The scientists who discovered key tools for recombinant DNA technology, such as restriction enzymes and plasmids, did not know that their work would lead to such important practical applications. This is a beautiful example of the power of science: most of the time, basic discoveries are made without any particular practical goal in mind. However, some basic discoveries can be put to practical use in a very short period of time with important results, in particular for the field of human medicine.

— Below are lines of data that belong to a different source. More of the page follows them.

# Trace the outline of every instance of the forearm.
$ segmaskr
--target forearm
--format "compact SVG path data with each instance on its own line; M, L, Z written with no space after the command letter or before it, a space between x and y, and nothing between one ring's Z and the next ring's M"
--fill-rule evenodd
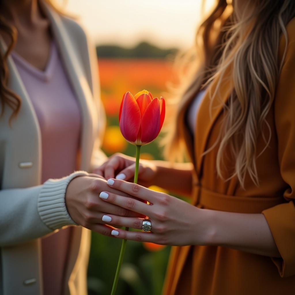
M271 257L281 257L263 214L204 210L208 229L205 235L206 244Z
M153 161L157 167L153 184L169 191L191 196L192 171L190 163L174 163L164 161Z

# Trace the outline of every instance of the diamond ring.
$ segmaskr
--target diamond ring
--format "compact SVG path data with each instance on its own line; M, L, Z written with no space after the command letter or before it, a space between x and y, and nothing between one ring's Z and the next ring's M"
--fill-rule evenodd
M142 229L145 232L148 232L152 229L152 223L150 219L146 218L142 222Z

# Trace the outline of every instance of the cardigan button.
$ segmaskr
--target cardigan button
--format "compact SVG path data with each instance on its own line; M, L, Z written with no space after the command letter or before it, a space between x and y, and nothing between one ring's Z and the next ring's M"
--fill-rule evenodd
M33 162L21 162L19 164L19 168L31 168L33 166Z
M23 283L24 284L25 286L28 286L30 285L32 285L35 284L37 280L35 278L29 278L27 280L25 280L24 281Z

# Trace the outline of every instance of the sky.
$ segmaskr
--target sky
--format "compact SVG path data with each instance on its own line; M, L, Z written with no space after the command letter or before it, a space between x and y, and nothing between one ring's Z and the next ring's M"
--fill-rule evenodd
M209 4L213 0L209 0ZM201 0L67 0L98 45L132 47L147 41L163 48L193 44Z

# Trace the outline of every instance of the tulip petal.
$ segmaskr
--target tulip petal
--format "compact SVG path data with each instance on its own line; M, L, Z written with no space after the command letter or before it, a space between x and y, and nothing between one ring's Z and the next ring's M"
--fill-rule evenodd
M122 103L119 119L120 129L125 139L135 142L140 127L141 116L138 105L133 96L126 92Z
M121 105L120 106L120 110L119 111L119 123L120 123L120 120L121 119L121 114L122 113L122 107L123 106L123 102L124 101L124 98L125 97L127 92L130 93L129 91L127 92L125 92L123 95L123 97L122 98L122 101L121 101Z
M159 128L159 131L158 131L158 133L157 135L157 136L160 133L161 128L163 126L163 123L164 122L164 119L165 118L165 101L164 99L162 97L160 99L159 101L160 105L160 112L161 114L160 115L160 127Z
M149 94L150 93L147 91L145 89L143 90L142 90L141 91L140 91L139 92L137 92L134 98L135 99L137 99L138 97L138 96L140 95L141 95L142 94Z
M140 110L141 117L142 118L143 114L144 114L145 112L148 107L148 106L152 101L152 99L150 98L150 97L148 93L147 94L142 93L138 96L137 99L136 99L136 102L137 103L137 104L138 105L138 106L139 107L139 109Z
M141 119L141 141L144 144L152 141L159 133L160 126L159 99L154 98L147 108Z

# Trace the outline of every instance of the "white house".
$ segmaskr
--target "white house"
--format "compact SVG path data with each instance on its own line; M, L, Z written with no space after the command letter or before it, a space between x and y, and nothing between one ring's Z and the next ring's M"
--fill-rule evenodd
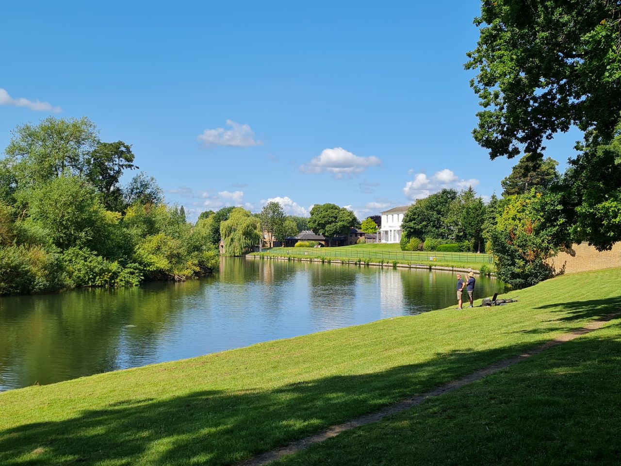
M382 226L379 234L383 243L398 243L401 240L401 222L409 208L409 206L402 206L381 212Z

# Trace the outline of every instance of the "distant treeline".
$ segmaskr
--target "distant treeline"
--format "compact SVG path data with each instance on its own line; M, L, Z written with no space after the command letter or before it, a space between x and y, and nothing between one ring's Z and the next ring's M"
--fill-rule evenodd
M212 231L164 203L131 146L87 118L18 126L0 160L0 295L184 280L218 265ZM219 236L217 237L219 240Z

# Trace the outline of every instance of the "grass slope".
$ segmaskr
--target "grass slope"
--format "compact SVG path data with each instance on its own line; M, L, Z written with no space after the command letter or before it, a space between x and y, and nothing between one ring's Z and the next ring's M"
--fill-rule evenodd
M0 464L231 464L616 310L619 272L548 280L506 306L434 311L0 393Z
M274 465L621 464L621 324Z
M340 247L276 247L264 252L251 253L260 257L291 257L292 259L309 257L323 257L336 260L357 260L371 262L403 264L422 264L458 268L472 268L479 270L484 265L488 270L493 268L491 256L471 252L437 252L423 251L402 251L398 244L354 244ZM430 260L430 257L435 260Z

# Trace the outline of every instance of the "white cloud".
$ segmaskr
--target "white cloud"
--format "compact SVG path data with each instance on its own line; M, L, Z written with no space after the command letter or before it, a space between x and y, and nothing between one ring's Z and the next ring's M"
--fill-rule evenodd
M217 194L212 194L205 191L201 197L206 199L202 205L207 209L215 210L227 206L243 206L247 209L252 208L252 204L244 203L243 191L235 191L232 193L229 191L220 191L218 192Z
M362 183L358 184L358 190L364 194L371 194L374 191L375 188L379 186L379 183L368 181L366 180Z
M255 133L248 125L235 123L231 120L227 120L227 124L231 127L231 129L206 129L196 139L202 142L206 147L215 145L250 147L263 144L261 141L255 140Z
M381 160L376 157L360 157L342 147L324 149L321 154L308 163L299 167L306 173L320 173L324 171L342 178L344 175L354 175L361 173L369 167L381 165Z
M271 202L278 203L283 206L283 210L285 211L285 213L289 215L297 215L300 217L308 217L309 215L309 211L310 210L310 208L308 209L305 209L297 203L294 202L291 198L287 196L285 196L284 198L281 198L279 196L276 198L270 198L267 200L261 201L261 203L265 205L268 203Z
M365 204L365 209L386 209L387 207L389 206L390 203L382 203L377 202L376 201L373 201L370 203L367 203Z
M469 186L476 188L478 185L478 180L460 179L452 171L445 168L436 171L430 178L425 173L417 173L412 181L406 183L403 188L403 194L407 199L415 201L417 199L426 198L443 188L466 190Z
M60 107L53 107L48 102L42 102L39 100L32 101L23 97L14 99L9 95L6 90L0 88L0 105L12 105L15 107L25 107L30 110L41 112L52 112L59 113L63 109Z
M225 201L233 203L235 206L242 205L242 201L243 200L243 191L234 191L232 193L229 191L220 191L218 193L218 195L224 199Z

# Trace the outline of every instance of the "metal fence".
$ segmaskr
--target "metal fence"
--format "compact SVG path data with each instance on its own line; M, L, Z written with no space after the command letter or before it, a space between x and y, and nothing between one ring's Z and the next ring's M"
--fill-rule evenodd
M404 260L415 262L417 261L438 261L454 262L474 262L491 263L492 256L489 254L470 252L408 252L408 251L383 251L377 249L365 249L330 247L330 248L303 248L303 247L274 247L263 251L270 254L280 256L312 256L326 257L342 257L348 259L383 259L386 260Z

We have seen that the recombinant DNA technology now makes available significant amounts of many human proteins that were not available before the development of gene cloning. Gene cloning requires the use of restriction enzymes and plasmid vectors. Restriction enzymes cut DNA pieces at specific palindromic sequences leaving short, single-stranded, complementary or “sticky” ends. Plasmid vectors are small circular pieces of DNA found in bacteria that can be used to shuttle DNA pieces into bacteria. Genes to be put into bacteria must have appropriate promoters and terminators so that the bacterial cells that are transformed by the recombinant DNA can make many copies of the gene and the protein that it encodes.